Obrolan, Dan Film Soegija

Menonton film sastra, merupakan seni tersendiri bagi penyuka untuk mengetahui obrolan apa yang disampaikan, serta politik yang memiliki pengaruh pada rakyat Indonesia, ketika itu. hal Ini sesuai dengan pesan Romo Soegija sendiri: “Apa artinya menjadi bangsa merdeka bila kita gagal mendidik diri sendiri.”

Kemudian, soal lain yang disorot ialah kebhinekaan. Ada adegan menarik di sini: dikala Lingling mengajukan pertanyaan ke Romo Soegija, “Romo, apa memang sudah kodrat kami (keturunan Tionghoa) ya untuk senantiasa dijarah?”.

Pesan paling pentingnya yaitu  ini disisipkan di penghujung film berdurasi 115 menit ini. Saat itu, Soegija memberi pesan kepada seorang bekas pejuang kemerdekaan, “Kalau jadi politikus, jangan haus kekuasaan. Kalau tidak, nanti jadi benalunya negara.”

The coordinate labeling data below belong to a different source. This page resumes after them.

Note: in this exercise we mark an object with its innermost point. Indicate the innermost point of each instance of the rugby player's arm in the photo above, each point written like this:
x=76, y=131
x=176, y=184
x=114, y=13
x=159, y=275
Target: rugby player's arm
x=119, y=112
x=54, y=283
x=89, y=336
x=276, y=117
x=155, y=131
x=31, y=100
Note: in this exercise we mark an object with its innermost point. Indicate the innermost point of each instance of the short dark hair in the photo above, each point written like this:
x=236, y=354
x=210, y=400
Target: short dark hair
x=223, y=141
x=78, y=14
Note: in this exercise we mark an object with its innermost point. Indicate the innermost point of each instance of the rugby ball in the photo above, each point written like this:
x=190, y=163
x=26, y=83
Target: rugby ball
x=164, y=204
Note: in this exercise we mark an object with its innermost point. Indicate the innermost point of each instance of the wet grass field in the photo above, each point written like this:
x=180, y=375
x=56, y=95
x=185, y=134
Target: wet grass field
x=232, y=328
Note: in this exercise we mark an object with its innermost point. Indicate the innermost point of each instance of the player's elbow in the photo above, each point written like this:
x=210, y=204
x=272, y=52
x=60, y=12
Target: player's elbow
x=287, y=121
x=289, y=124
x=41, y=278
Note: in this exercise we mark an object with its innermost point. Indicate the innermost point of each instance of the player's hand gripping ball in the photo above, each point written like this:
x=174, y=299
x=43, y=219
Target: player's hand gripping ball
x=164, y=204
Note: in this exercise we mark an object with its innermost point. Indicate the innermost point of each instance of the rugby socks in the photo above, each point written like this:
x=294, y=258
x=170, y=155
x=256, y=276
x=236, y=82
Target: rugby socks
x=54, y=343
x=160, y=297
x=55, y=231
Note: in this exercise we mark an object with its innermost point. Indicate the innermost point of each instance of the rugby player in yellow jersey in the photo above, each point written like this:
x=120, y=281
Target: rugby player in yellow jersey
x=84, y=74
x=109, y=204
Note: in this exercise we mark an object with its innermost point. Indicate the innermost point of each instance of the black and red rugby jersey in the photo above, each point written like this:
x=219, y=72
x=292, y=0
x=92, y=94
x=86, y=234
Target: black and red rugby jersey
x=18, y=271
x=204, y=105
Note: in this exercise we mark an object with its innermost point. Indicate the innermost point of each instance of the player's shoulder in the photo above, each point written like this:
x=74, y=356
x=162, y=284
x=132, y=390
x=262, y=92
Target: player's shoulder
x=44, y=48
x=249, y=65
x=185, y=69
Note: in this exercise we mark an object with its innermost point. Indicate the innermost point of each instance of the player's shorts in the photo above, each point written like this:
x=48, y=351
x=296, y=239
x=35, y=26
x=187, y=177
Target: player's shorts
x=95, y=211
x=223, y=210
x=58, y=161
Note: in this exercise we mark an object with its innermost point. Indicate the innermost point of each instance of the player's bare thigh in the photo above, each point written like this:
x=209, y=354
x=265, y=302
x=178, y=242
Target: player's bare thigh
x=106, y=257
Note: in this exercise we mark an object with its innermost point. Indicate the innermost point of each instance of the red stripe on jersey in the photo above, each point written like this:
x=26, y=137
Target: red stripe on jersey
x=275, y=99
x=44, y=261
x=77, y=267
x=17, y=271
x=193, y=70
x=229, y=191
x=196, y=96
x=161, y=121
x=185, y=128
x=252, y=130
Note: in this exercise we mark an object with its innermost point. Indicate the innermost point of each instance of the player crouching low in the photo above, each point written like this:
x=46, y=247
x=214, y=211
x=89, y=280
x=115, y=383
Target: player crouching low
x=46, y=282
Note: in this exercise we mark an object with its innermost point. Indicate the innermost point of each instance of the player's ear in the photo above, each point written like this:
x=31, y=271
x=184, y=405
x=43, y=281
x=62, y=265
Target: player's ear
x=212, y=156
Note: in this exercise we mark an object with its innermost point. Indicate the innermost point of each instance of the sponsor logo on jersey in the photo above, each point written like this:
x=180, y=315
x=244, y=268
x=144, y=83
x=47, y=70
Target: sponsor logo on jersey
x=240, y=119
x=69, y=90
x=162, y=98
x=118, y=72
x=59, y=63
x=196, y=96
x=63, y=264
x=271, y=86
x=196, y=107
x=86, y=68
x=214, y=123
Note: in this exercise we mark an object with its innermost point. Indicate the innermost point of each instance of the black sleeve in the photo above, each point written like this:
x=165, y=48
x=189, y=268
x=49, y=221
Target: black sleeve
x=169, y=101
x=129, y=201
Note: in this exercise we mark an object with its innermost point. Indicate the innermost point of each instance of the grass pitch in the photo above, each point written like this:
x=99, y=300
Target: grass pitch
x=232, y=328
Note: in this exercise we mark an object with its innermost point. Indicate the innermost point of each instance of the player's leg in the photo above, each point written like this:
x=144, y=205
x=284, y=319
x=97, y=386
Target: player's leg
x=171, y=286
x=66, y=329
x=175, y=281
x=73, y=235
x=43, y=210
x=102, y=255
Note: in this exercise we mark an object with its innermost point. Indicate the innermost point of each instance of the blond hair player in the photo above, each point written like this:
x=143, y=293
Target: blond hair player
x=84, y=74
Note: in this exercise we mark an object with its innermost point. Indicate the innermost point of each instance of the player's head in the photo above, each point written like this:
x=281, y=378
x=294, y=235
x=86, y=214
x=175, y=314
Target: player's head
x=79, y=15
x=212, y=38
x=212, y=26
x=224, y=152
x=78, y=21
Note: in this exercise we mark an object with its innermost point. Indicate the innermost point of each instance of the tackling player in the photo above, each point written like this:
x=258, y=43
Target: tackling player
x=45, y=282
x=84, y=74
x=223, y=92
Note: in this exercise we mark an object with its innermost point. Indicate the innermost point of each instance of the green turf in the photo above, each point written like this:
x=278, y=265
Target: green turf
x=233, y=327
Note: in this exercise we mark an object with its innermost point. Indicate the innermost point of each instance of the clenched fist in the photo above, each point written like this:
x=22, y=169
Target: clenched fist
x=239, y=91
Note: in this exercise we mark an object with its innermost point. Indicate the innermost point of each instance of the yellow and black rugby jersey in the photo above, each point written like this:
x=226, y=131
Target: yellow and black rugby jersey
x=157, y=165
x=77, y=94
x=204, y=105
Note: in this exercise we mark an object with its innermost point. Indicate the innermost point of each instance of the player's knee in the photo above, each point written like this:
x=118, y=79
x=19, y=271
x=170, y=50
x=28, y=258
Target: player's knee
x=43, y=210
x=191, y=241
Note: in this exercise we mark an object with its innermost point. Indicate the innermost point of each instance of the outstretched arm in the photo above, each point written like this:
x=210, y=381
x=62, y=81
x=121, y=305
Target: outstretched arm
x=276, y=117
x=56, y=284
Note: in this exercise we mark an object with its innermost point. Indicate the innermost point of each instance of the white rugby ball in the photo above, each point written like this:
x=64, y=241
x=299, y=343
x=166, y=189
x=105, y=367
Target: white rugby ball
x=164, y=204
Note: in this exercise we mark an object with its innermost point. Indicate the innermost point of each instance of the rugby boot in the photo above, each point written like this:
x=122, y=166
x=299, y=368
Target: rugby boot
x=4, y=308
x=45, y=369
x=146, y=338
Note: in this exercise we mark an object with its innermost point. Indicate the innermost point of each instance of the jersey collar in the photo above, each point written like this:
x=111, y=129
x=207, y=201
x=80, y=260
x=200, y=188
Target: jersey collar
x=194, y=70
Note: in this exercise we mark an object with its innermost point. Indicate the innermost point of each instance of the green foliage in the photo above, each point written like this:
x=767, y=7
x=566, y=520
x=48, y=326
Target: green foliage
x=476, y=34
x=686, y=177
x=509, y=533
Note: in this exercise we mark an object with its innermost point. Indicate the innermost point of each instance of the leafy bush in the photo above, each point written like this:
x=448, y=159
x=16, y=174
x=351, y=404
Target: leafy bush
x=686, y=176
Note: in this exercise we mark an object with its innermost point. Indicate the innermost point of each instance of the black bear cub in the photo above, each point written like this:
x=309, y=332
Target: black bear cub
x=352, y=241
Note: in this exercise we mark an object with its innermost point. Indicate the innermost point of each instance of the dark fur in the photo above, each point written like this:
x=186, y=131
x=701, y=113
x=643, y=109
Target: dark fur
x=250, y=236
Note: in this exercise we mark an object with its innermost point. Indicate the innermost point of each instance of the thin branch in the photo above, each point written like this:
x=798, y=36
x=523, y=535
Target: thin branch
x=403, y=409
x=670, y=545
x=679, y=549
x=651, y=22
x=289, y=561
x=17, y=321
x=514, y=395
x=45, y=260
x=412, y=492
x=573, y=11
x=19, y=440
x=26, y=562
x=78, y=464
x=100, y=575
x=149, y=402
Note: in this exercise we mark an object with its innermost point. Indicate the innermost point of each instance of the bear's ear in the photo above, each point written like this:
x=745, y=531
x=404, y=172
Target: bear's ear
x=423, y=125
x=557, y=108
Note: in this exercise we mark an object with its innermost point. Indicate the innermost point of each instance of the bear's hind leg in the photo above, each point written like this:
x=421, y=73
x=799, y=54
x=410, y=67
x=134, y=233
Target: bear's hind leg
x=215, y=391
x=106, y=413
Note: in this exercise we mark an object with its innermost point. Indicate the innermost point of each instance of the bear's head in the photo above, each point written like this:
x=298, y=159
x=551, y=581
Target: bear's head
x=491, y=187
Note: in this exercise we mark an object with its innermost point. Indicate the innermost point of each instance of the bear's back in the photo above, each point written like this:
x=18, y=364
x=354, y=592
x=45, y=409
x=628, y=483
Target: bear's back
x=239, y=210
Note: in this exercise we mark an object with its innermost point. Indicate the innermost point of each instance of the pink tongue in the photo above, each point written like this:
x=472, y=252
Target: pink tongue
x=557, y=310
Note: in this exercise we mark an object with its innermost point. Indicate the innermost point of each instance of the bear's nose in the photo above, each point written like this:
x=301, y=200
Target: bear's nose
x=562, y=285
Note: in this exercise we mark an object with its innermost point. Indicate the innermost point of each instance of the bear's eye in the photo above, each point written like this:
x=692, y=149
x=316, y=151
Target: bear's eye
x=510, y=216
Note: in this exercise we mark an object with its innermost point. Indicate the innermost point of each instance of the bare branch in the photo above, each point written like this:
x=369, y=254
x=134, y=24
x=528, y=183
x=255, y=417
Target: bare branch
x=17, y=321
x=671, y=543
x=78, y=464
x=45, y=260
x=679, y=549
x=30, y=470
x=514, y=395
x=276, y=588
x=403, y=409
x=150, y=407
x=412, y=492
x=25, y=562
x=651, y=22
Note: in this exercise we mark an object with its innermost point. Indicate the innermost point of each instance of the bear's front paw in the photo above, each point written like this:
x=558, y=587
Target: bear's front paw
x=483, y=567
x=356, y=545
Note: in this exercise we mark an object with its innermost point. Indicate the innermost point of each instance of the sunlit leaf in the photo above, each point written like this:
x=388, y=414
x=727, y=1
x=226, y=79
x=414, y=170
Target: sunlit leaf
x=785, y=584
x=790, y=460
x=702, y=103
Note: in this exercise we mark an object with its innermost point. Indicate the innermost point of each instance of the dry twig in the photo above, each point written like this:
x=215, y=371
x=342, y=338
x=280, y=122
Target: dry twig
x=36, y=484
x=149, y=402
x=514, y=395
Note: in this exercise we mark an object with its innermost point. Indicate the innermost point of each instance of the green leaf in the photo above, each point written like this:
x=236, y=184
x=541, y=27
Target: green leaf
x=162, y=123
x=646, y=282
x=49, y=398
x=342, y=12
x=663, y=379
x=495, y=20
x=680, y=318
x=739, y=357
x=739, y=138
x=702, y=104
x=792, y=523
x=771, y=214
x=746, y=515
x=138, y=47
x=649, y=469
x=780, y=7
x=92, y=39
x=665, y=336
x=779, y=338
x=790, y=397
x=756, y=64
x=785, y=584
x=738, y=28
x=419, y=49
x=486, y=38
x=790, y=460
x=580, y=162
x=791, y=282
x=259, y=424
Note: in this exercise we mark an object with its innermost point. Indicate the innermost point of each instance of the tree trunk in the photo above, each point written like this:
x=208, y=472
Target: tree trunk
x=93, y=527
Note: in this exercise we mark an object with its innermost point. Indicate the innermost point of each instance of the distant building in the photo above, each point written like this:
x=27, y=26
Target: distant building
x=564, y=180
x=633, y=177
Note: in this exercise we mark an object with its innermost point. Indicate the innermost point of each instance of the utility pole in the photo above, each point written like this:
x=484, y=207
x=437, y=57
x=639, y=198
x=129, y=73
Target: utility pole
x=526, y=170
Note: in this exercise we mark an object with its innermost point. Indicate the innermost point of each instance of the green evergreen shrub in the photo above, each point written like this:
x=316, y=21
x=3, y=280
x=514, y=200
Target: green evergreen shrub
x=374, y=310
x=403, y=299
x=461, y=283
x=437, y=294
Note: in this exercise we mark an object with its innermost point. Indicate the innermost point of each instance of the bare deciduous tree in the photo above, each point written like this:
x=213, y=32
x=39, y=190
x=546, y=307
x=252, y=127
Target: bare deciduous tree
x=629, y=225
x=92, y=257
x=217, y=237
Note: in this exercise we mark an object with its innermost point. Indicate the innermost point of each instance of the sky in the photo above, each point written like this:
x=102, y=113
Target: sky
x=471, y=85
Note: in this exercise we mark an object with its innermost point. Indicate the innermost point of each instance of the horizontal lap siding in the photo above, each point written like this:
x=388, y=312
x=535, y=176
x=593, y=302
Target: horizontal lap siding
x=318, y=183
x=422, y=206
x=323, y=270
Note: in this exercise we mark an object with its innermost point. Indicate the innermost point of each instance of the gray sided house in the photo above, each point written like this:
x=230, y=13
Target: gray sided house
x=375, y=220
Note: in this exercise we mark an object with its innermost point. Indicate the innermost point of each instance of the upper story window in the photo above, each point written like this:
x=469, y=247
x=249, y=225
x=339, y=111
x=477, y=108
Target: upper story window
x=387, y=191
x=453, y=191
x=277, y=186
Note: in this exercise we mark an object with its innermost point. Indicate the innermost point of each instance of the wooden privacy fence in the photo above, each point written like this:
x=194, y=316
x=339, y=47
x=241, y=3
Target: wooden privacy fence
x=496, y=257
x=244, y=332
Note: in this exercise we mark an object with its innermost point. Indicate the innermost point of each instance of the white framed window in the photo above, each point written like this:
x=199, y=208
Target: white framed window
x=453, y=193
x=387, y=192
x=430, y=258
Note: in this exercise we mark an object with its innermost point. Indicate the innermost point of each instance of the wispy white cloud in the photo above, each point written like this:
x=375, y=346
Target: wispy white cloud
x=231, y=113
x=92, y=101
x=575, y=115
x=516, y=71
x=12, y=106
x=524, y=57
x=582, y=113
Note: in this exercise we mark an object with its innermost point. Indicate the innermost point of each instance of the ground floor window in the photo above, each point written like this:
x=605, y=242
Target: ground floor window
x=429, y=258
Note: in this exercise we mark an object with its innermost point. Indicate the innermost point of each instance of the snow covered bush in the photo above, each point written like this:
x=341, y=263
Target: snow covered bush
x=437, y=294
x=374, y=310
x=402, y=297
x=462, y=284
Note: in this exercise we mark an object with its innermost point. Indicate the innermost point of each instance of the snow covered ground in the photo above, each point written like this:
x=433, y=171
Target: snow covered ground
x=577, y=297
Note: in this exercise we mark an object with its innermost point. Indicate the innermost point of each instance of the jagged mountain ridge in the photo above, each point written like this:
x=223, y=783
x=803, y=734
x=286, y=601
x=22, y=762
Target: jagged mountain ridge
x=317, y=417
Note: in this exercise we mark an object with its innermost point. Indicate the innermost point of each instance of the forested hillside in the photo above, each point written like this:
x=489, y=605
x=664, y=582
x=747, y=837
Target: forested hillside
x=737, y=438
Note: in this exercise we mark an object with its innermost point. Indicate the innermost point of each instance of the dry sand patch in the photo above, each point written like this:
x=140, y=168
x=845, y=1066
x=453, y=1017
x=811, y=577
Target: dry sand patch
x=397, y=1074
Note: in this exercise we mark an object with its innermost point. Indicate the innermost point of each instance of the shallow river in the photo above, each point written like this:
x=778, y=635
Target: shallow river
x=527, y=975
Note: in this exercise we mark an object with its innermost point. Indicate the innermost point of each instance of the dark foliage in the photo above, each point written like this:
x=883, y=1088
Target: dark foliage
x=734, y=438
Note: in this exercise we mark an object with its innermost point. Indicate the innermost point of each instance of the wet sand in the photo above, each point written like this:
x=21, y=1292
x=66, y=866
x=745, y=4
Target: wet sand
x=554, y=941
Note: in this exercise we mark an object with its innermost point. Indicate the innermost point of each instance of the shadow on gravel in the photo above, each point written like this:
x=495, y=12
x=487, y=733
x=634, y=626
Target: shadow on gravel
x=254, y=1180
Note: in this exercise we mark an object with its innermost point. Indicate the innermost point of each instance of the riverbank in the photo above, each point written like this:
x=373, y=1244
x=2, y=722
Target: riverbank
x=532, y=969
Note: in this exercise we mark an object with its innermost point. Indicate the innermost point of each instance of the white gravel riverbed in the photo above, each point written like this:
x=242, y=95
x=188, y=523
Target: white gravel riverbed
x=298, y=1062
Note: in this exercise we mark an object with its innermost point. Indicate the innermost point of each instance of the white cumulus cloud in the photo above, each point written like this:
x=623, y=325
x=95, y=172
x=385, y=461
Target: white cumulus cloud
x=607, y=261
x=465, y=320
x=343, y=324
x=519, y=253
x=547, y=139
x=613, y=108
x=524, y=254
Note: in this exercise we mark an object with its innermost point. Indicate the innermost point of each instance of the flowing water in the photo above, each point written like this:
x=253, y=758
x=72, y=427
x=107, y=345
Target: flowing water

Bagi Romo Soegija, politik adalah soal melayani rakyat. Karenanya, seorang pemimpin harus punya mental politik, yaitu melayani rakyat. Tanpa itu, pemimpin hanya akan menjadi benalu bagi negaranya.

Terakhir, sekalipun film ini mengatakan perihal kisah perjuangan seorang tokoh, namun cara Garin Nugroho mengangkatnya ke layar-lebar sangat populer: mengalir, sarat dengan humor, sindiran-satire, dan lain-lain.

Itulah pembuka film “Soegija”. Hendrik (Wouter Braaf), seorang wartawan Belanda, ditugaskan meliput upacara pengangkatan seorang pribumi menjadi Uskup Danaba. Hendrik harus rela dicemooh oleh temannya yang prajurit, Robert (Wouter Zweers), yang terbiasa menilai pribumi itu tak ubahnya seekor “kerbau”.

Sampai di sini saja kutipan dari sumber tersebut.